Torses d´athlètes harmonieux, formes vivantes, sacrées comme des bronzes immortels.
Sous les habits du gentilhomme ou sous les loques du mendiant, magnificence tacite.
Tel que je caresse--durant une heure, durant mille, durant un temps innombrable--comprend-il que j´apporte à cet acte le même coeur illuminé qu´en mes plus solitaires contemplations? Il y a des plages ou personne avant moi ne s´est arrêté pour élever son hymne, et il y a ce corps parfait d´Adam dont la valeur me conquiert vraiment moi seule, par sa sûre correspondance avec l´âme qui y habite, dans l´oeuvre, dans le sommeil, dans l´attente, ce riche corps si fort, si fervent, si chaud, touffe d´herbes odorantes, architecture de noblesse essentielle, Adam, Adam, baiser solaire!
Toute, je me sens fleur, plongée dans la luxuriante nature. Durant une heure, durant mille, durant un temps innombrable...
Puissance divine de joie sous le ciel, divine splendeur des motifs de joie!
Prodigieuse balance, si la mémoire est honnête!
Ce que superbement j´atteste.
Par toutes les choses horribles que j´ai vues et sues, moi qui ai payé pour tant de femmes, moi sur qui l´homme s´est vengé de tant de femmes. Par les meurtrissures que le dément laissa sur mes membres blancs, que je regardais stupéfaite, et il éclatait d´un rire strident et sinistre et lançait des injures et des crachats. Par les roses qui furent déchirées avec mépris sur le bord de ma robe. Moi qui étais la vie et qui ai su jusqu´où va l'homme quand il hait la vie.
Prodigieuse balance, si la mémoire est honnête.
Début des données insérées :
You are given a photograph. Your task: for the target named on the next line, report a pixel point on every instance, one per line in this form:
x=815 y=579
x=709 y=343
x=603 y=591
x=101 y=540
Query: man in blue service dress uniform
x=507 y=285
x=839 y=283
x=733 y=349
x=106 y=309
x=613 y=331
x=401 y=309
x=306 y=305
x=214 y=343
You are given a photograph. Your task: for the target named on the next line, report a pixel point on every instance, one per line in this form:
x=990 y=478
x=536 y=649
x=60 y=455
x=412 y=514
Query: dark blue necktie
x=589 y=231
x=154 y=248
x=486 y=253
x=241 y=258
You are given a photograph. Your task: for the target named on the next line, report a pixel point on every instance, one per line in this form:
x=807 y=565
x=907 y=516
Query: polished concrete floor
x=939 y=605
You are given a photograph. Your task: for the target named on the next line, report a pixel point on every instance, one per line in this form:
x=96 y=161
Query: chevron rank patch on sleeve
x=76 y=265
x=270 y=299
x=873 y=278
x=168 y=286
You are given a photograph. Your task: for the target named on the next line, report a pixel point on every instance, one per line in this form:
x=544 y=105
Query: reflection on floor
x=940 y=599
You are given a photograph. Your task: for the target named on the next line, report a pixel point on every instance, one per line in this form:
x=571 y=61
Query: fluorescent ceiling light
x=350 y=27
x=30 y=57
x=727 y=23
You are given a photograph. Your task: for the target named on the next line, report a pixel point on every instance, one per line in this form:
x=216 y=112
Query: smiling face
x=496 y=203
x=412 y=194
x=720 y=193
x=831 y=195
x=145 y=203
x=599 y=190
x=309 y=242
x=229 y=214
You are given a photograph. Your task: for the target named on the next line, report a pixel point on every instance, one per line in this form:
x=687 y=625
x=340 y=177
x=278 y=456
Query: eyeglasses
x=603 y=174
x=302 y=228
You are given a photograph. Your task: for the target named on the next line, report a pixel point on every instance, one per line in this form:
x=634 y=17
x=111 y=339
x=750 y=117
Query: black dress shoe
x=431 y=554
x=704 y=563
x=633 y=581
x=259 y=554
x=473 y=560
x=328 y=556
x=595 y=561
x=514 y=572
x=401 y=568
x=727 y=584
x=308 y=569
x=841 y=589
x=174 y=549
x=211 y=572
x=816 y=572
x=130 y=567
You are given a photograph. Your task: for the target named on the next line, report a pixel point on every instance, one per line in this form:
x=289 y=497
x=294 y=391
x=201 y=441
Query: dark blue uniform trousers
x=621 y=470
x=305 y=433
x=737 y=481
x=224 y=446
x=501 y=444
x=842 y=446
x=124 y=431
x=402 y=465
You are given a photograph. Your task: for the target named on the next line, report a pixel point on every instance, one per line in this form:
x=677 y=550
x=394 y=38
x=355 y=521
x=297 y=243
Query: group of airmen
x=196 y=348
Je sortis un jour d´une prison où, à travers les barreaux, un visage accablé de malheur m´invoquait, souverain visage qui me demandait pardon, cher, ah! si cher visage retrouvé et pour toujours reperdu! Ma solitude me parut plus horrible que cette prison même où l'on gémissait et où au moins il y avait la compagnie de quelque geôlier. L´air transparent, le beau septembre, la gloire candide d´une montagne à l´horizon, et moi sur la place, sous le bruissement des platanes, au bout de la petite ville inconnue, moi avec personne, libre de mourir, libre de vivre, dans le vent, le vent bon sur mes cils encore humides. Était-ce l´aboutissement de toute mon existence ou le sceau venu à l´improviste ? Il n´était pas en mon pouvoir de le refuser. De l´invisible, en un temps reculé, une voix m´avait bien dit: "Souviens-toi que tu as écouté ta loi." Oui. Effrayante autour de ma tête, l'immensité de l'air peuplée de mots que seule j´entends. Pourtant, ainsi jetée hors de l'humanité, si l'humanité est un bien et un secours tangible, ma déroute eut l'éclatant aspect de la paix. (J'ai vu une seule fois, dans un pli profond autour de la bouche d'une grande morte, quelque chose d'aussi riche et d'aussi étrange.) Et la montagne à l'horizon fut inondée de rose, parce que c'était l'heure du couchant; le vent suspendu, le jour sans avenir oscilla en solitude pendant je ne sais quelle longue heure encore. Derrière moi, le môle de la forteresse, le signe de ce qui se tente ici-bas en fait de méchanceté et ne s'accomplit jamais réellement. Le frère condamné se recueillait certes en une irréelle suavité, comme baisant encore mes mains à travers les barreaux. La nuit descendait sur lui consolé, même si ce devait être la dernière de son expiation. Et je sus ce que ne sait pas celui qui se suicide. La calme noyade des étoiles filantes dans les nuits d'été peut seule en donner l'idée. Elles raient le firmament, sur leur mol sillon s'élance de la terre le désir d'infinies constellations d'yeux, le désir, le voeu... Rien de plus vivant.